Все закончилось, когда я перебрался в Петербург. Я снял комнатку в коммуналке в Басковом переулке, недалеко от Московского вокзала, и надолго забыл о существовании метро. Ирочка, у которой я переснимал эту комнату, поведала мне по секрету, что хозяйка не любит москвичей.
 — Откуда будешь? — без лишних вступлений спросила та меня, едва я появился на пороге.
 — Реутов, — ответил я.
Обманывать я не умел, впрочем, мне даже и не пришлось это делать — Москва начиналась через дорогу от моего дома, а сам я жил в области.
 — Это Россия хоть? — строго спросила хозяйка, сощурив левый глаз.
Не ожидая такого вопроса, я только успел кивнуть.
Она мельком пролистала мой паспорт, задержав взгляд только на фотографии круглолицего парня в очках, коим когда-то был я, посмотрела в упор на меня, и будто сославшись на отсутствие сходства, сказала, что без очков все равно не разберет, но верит Ирочке, ведь Ирочка — хорошая девочка и плохого она не посоветует. Ирочка все это время загадочно улыбалась за ее спиной: меня она видела впервые, впрочем, как и я ее; я просто ответил на ее объявление о свободной комнате, которое репостнул кто-то из наших общих знакомых. Была и третья причина — хозяйка избегала уплаты налогов и сдавала комнату только по знакомству, будто только знакомство могло гарантировать ей ежемесячную арендную плату.
Комната была небольшой: скрипучий раскладной диван от стены до стены, трехногий стол у дивана, продавленный табурет под столом, дребезжащий старенький холодильник в углу и пыльное окно, глазеющее в замкнутое пространство двора. Я провел пальцем по стеклу, думая собрать слой прошлогодней пыли, но то, что я принял за пыль, было мутными стеклянными разводами, и я еще долго вглядывался в них и в искажения колодца за ними. Когда за хозяйкой захлопнулась дверь, я почувствовал себя головоногим моллюском, обосновавшимся в раковине по своему размеру — большее бы я не потянул. Теперь мне предстояло копошиться в тепловатых питерских водах.

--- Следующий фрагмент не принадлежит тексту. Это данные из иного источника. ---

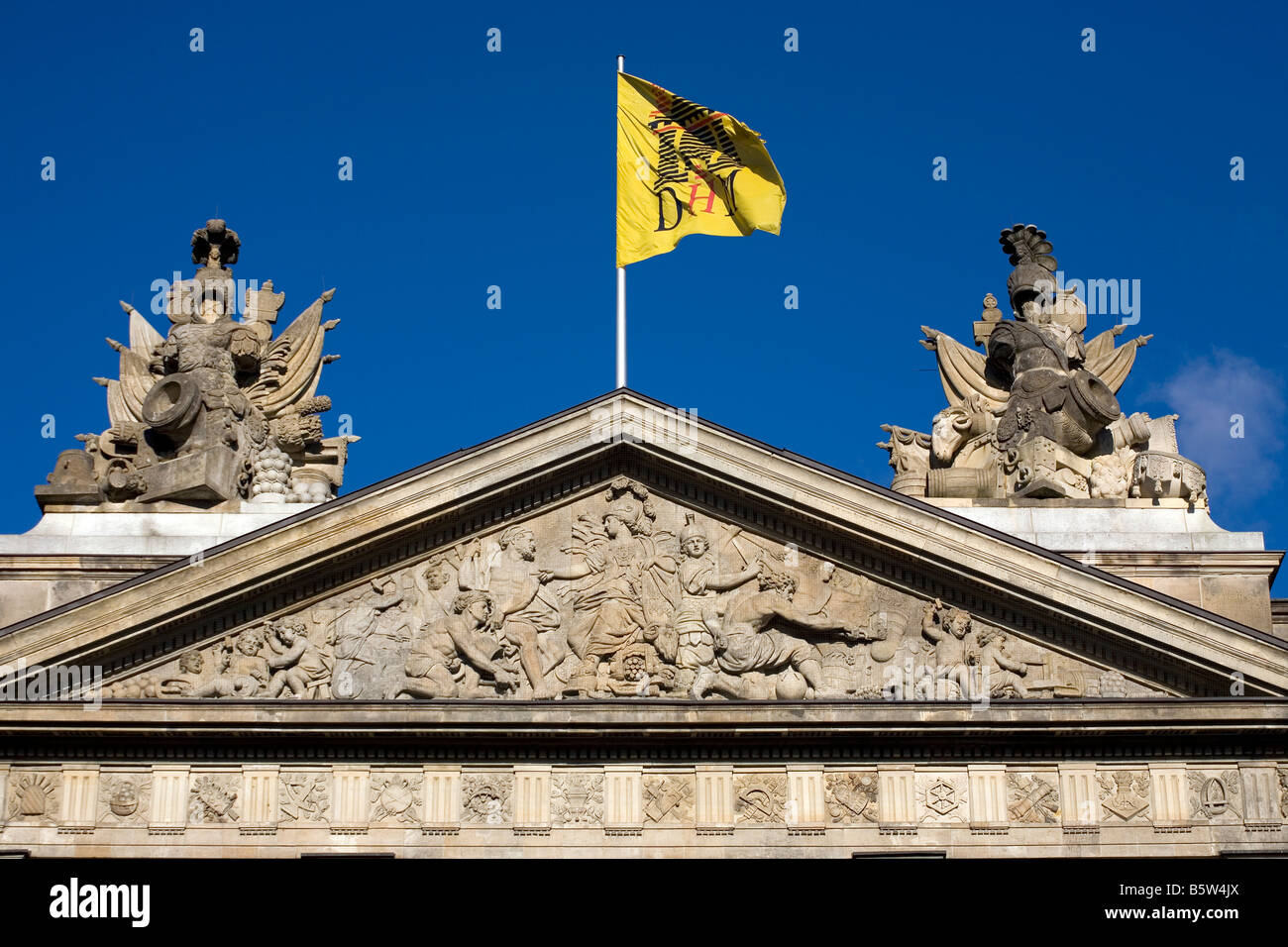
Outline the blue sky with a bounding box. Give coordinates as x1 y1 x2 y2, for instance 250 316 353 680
0 3 1288 594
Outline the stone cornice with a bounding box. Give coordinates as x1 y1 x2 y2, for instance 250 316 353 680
0 698 1288 762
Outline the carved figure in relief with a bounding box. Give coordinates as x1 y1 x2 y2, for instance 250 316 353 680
319 579 403 697
692 573 867 698
390 591 519 698
161 640 261 697
227 627 270 688
266 618 331 697
918 599 973 699
967 627 1029 697
673 513 763 673
540 478 677 693
459 526 564 699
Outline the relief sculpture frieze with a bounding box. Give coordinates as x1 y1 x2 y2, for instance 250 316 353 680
110 476 1164 701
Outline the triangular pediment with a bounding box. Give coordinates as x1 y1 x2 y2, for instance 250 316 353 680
0 390 1288 699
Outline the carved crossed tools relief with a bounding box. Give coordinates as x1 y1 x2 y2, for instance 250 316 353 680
108 476 1143 699
550 773 604 826
644 773 695 824
733 776 787 823
278 773 331 822
1006 773 1060 824
823 772 879 824
1096 770 1149 822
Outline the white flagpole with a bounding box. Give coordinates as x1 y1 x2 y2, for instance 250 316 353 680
617 55 626 388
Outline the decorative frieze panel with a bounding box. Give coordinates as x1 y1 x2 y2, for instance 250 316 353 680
1006 771 1060 826
461 773 514 826
1096 770 1150 823
188 771 242 826
98 770 152 826
915 772 970 824
5 770 61 826
277 771 331 826
368 771 425 826
550 773 604 828
823 770 880 824
0 762 1288 845
1185 767 1243 823
734 775 787 824
643 773 695 826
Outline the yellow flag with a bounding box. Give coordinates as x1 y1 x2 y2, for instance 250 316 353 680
617 72 787 266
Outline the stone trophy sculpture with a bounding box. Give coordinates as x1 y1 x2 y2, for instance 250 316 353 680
36 220 357 511
877 224 1207 506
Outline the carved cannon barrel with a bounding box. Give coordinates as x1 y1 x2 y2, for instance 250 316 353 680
142 372 201 434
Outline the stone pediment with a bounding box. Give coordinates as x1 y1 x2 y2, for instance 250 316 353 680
0 390 1288 701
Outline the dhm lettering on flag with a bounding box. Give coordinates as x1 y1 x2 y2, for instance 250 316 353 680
617 73 787 266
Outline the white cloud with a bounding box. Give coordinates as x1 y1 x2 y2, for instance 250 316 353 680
1145 349 1284 514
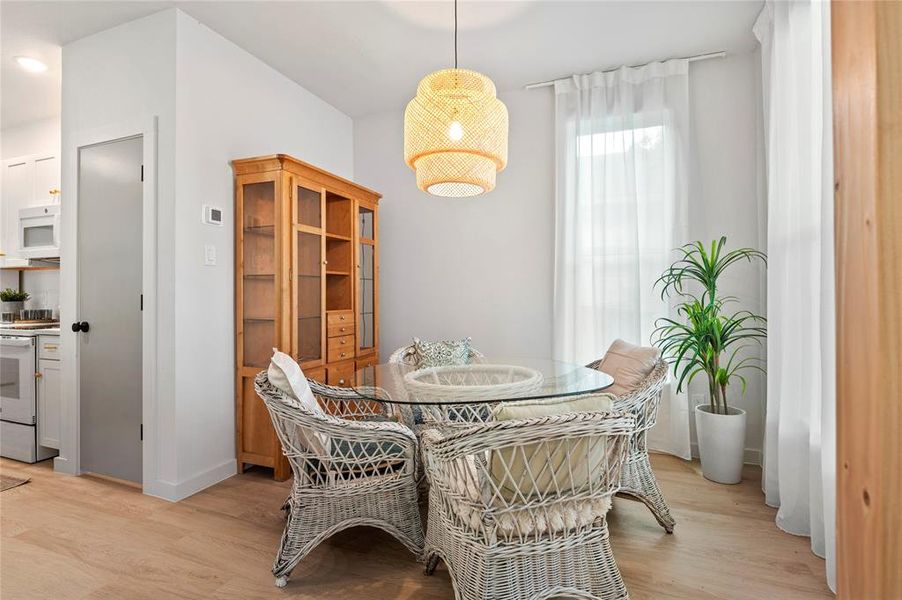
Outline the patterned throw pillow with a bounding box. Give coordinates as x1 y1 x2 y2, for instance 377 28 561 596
413 338 470 369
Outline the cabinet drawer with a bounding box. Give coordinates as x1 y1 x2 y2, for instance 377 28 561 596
38 335 60 360
326 323 354 337
326 310 354 328
326 361 354 387
357 356 379 371
328 335 354 363
304 367 326 383
326 333 354 362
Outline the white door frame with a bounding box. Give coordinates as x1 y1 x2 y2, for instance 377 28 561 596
53 116 159 493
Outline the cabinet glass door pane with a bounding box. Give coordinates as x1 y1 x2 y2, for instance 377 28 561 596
242 181 278 367
295 185 323 227
357 243 376 350
295 231 323 362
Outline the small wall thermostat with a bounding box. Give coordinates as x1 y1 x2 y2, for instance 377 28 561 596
204 204 222 225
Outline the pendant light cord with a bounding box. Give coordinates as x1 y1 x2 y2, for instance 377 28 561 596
454 0 457 69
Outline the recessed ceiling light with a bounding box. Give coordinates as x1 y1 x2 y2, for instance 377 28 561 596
16 56 47 73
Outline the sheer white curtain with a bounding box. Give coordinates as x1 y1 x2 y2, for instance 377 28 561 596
755 0 836 590
553 60 690 458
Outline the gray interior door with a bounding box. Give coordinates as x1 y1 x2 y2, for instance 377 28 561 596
77 137 143 482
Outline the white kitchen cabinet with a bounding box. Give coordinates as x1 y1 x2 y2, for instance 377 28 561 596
0 153 60 257
37 359 62 450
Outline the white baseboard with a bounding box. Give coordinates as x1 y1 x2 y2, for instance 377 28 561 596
53 456 78 475
690 443 761 466
144 458 238 502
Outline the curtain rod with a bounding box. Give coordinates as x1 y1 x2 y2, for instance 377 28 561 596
524 50 727 90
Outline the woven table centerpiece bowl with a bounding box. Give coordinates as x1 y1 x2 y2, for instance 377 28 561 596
404 363 544 403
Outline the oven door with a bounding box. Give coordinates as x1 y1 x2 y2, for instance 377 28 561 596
19 205 60 258
0 336 35 425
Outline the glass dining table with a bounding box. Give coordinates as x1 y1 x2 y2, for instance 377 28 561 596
353 356 614 424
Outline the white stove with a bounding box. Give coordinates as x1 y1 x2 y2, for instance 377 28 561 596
0 322 60 463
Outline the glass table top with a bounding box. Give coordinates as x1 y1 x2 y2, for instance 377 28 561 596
354 356 614 404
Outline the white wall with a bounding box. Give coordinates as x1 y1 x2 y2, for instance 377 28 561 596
354 87 554 358
0 117 60 160
63 9 353 500
354 54 763 460
57 10 178 493
175 12 354 488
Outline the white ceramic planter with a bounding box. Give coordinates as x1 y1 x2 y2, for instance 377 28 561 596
695 404 745 483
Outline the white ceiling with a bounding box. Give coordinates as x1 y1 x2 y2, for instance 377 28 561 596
0 0 763 127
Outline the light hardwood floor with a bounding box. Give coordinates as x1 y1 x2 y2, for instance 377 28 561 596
0 456 833 600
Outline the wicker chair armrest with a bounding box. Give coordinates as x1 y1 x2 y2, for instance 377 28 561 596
316 415 417 449
308 380 391 419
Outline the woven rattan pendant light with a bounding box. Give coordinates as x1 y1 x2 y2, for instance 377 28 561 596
404 0 507 198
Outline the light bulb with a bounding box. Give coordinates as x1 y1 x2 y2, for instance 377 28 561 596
448 121 464 142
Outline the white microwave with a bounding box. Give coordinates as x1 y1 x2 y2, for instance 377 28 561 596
18 204 60 258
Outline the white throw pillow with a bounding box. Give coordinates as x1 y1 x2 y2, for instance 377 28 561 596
267 348 322 413
266 348 330 458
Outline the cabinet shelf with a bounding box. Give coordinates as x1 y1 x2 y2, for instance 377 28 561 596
326 232 352 242
244 225 276 237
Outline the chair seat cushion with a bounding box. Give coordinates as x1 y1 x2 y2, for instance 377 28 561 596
598 340 661 396
449 455 611 542
489 394 614 502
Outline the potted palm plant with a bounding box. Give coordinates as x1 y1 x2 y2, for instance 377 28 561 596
653 237 767 483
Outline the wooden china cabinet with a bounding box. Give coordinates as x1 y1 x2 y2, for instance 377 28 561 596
232 154 381 481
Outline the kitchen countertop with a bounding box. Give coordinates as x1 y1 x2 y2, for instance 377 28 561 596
0 323 60 337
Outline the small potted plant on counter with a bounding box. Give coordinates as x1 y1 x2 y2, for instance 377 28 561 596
0 288 30 323
653 237 767 483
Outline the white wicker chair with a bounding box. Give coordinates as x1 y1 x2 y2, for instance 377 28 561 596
254 371 423 587
586 360 676 533
421 413 635 600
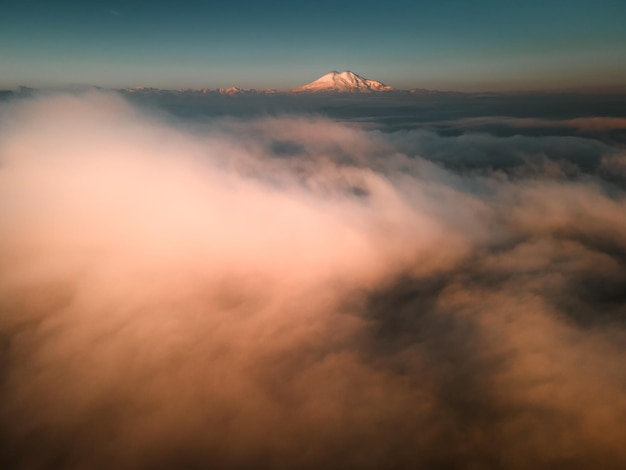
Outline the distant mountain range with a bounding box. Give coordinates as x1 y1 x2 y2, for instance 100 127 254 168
123 70 454 96
0 70 462 98
289 70 393 93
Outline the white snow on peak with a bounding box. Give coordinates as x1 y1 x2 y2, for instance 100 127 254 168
290 70 393 93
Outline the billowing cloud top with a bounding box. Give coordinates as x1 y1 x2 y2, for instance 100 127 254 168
0 93 626 469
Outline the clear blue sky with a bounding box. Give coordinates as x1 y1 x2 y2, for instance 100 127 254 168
0 0 626 90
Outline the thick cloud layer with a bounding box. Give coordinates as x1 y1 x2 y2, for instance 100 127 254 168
0 94 626 469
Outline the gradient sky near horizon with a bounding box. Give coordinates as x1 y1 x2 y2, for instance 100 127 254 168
0 0 626 91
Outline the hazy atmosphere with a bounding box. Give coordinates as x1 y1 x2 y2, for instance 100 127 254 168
0 1 626 470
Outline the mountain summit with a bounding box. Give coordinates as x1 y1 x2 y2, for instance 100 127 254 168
290 70 393 93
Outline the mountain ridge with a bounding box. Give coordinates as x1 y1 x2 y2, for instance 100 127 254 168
288 70 395 93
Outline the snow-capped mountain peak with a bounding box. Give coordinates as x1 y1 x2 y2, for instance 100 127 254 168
290 70 393 93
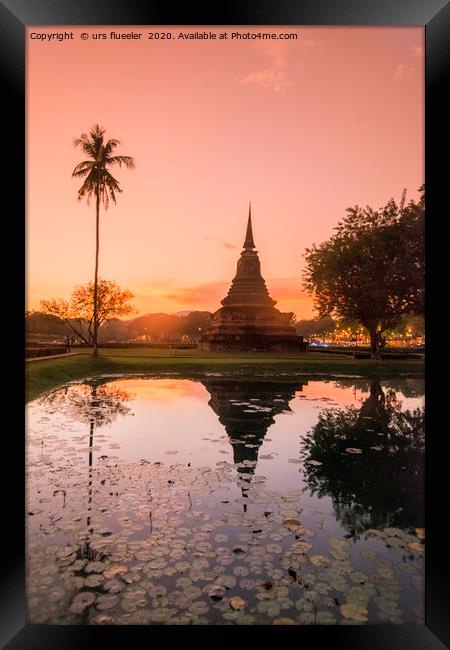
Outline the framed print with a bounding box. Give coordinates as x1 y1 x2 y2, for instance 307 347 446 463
1 0 449 650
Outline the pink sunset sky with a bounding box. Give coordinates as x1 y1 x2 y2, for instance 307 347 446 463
27 25 424 319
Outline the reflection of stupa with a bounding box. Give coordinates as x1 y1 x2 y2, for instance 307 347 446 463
202 379 303 478
199 208 305 351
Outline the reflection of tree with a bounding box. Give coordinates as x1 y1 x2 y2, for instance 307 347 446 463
333 377 425 397
303 382 425 537
38 381 130 427
202 379 302 506
39 381 131 559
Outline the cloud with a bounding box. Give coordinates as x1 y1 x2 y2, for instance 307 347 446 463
164 278 310 309
394 63 416 81
240 41 293 93
203 235 237 250
165 282 230 309
241 67 293 93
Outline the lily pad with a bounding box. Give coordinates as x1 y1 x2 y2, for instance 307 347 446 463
230 596 247 610
340 603 369 623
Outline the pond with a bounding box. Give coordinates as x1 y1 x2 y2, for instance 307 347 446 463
26 374 425 625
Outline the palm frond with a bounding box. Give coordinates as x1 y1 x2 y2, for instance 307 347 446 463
107 156 136 169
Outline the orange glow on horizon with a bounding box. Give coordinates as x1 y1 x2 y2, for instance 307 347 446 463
26 25 424 320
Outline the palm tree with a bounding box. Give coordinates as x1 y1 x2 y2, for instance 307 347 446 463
72 124 135 355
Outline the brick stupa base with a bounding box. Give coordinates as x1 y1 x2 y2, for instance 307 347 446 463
199 205 306 352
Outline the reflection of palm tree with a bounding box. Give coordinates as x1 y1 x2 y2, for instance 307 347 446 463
39 381 131 559
303 382 425 536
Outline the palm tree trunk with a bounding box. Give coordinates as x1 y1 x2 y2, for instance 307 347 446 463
92 189 100 356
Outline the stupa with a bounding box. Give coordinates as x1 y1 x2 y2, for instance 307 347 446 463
199 204 306 352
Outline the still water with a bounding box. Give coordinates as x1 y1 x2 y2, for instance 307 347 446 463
26 376 425 625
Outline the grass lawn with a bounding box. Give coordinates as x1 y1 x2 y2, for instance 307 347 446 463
25 348 424 401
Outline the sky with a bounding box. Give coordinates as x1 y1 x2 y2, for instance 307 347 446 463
26 25 424 319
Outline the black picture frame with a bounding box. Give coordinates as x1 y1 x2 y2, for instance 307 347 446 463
0 0 450 650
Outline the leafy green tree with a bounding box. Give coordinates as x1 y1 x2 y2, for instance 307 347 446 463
304 187 425 358
41 278 136 345
72 124 135 355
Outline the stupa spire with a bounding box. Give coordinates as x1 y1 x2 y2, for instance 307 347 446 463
244 201 255 249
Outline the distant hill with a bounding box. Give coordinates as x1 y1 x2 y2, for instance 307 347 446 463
25 310 211 341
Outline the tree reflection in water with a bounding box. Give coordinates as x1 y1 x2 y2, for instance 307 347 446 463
39 379 131 560
302 381 425 539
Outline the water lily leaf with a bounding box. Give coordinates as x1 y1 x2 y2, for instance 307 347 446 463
230 596 247 610
397 562 416 575
273 617 296 625
95 595 119 611
309 555 330 566
84 573 105 587
69 591 95 614
85 562 105 573
340 603 369 623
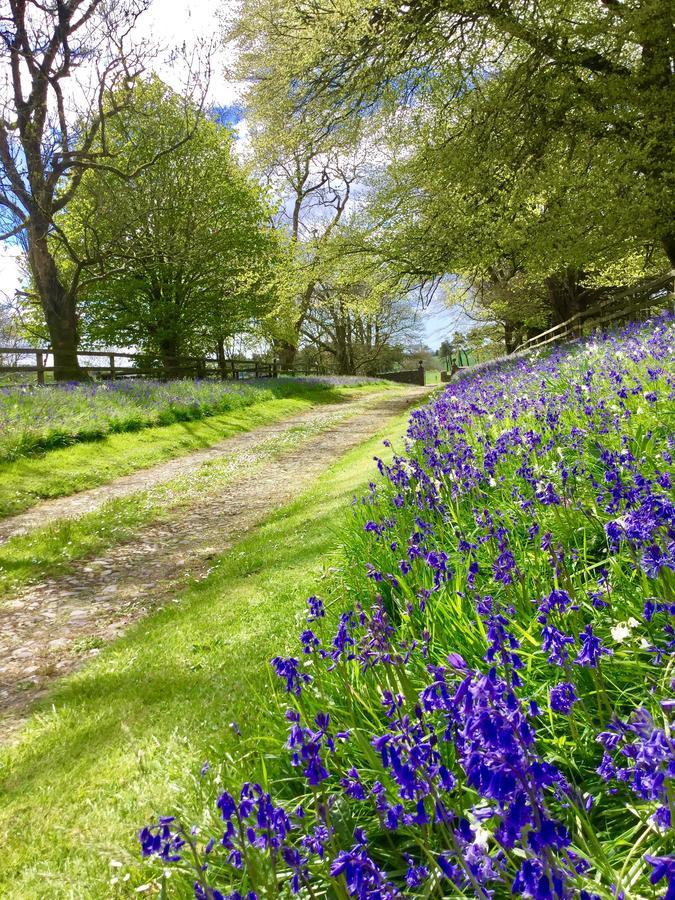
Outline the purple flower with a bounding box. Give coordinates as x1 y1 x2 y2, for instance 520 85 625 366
271 656 312 696
574 625 612 669
551 681 579 716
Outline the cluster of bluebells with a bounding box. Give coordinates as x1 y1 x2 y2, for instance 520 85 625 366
0 376 376 459
141 317 675 900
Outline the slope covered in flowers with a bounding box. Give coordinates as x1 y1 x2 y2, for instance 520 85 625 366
140 317 675 900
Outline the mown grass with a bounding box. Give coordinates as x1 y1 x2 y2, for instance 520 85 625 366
0 415 407 900
129 324 675 900
0 409 378 601
0 376 386 461
0 383 395 518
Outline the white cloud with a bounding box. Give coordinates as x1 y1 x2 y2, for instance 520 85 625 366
137 0 241 106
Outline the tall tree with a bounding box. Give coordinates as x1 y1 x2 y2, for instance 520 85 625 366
230 0 675 269
0 0 206 380
57 79 278 377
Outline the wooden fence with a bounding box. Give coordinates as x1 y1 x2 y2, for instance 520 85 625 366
377 362 426 385
514 269 675 353
0 347 278 384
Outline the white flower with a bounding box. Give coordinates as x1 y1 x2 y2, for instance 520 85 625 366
609 616 640 644
610 622 630 644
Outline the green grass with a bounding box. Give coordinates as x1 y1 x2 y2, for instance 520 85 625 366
0 408 372 601
0 383 393 518
0 414 407 900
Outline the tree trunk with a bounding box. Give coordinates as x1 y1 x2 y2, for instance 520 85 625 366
28 223 89 381
216 338 227 381
159 335 183 378
661 231 675 269
275 341 298 372
544 269 588 325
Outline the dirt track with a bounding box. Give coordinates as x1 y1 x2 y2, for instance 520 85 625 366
0 388 427 734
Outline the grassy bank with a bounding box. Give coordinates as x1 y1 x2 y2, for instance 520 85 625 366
0 382 396 517
0 376 382 461
0 416 407 900
136 315 675 900
0 401 372 601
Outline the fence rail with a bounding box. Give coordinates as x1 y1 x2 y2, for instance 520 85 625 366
0 347 279 384
514 269 675 353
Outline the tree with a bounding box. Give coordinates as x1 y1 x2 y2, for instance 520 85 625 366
245 0 675 265
302 272 419 375
228 0 675 344
57 79 278 377
0 0 206 380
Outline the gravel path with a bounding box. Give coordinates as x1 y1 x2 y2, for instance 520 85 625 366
0 388 406 543
0 388 427 735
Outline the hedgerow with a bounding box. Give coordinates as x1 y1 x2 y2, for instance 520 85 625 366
140 316 675 900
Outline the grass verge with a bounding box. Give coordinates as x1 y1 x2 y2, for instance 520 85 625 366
0 383 393 518
0 392 396 602
0 413 408 900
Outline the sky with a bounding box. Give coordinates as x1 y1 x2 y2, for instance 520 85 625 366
0 0 466 349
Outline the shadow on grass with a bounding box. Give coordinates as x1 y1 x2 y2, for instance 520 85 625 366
0 478 343 795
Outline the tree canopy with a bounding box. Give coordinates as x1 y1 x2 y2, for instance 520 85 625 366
58 79 278 373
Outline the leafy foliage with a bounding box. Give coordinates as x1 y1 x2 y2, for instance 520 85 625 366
140 317 675 900
59 79 277 371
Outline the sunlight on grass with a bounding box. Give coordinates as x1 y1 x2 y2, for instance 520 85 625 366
0 414 407 898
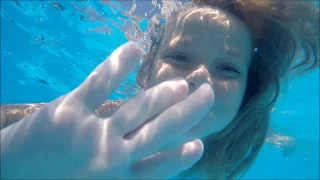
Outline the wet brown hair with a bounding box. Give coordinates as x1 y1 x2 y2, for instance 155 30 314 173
137 0 319 179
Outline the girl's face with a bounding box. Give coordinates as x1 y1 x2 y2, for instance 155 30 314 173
148 8 253 149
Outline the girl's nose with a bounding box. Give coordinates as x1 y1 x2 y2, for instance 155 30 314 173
185 67 212 94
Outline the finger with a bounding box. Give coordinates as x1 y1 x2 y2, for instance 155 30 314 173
129 83 214 160
109 78 189 138
72 42 141 111
131 139 203 179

Кроме меня здесь жили еще двое — неопределенного возраста старуха и такого же рода занятости мужик. К Ирочке они относились с той коммунальной нелюбовью, что граничит одновременно с презрением и услужливостью. Например, они как-то щедро пересыпали хлоркой Ирочкины сапожки, дабы туда не нагадила кошка. Кошка не нагадила, но сапожки пришлось выбросить. Ирочка съехала, а я унаследовал за ней не сколько эти добрососедские подвохи, сколько их ожидание, и с первого дня не оставлял за пределами своей раковины ничего — ни ботинок, ни куртки, ни кружки. Впрочем, ту кошку я так и не встретил.
Уходя, я запирал свою дверь на ключ, изнутри — на щеколду. И всегда прислушивался к шорохам в коридоре. Но меры предосторожности не всегда спасали, и стоило мне выйти на кухню, как туда подтягивались и они — обитатели коммунальных нор. И пока я возился с макаронами к ужину, старуха ставила на плитку ковшик с молоком, а мужик поджаривал на раскаленной сковороде головку лука целиком.
 — Ты хотя бы знаешь, на какой улице живешь? — в первый же вечер спросила старуха.
Я ждал каких угодно вопросов от своих новоявленных соседей, готовый выдать придуманную загодя историю о себе, своей жизни и о том, как я оказался здесь с ними на одной кухне, но к такому странному в своей нелепости вопросу готов не был.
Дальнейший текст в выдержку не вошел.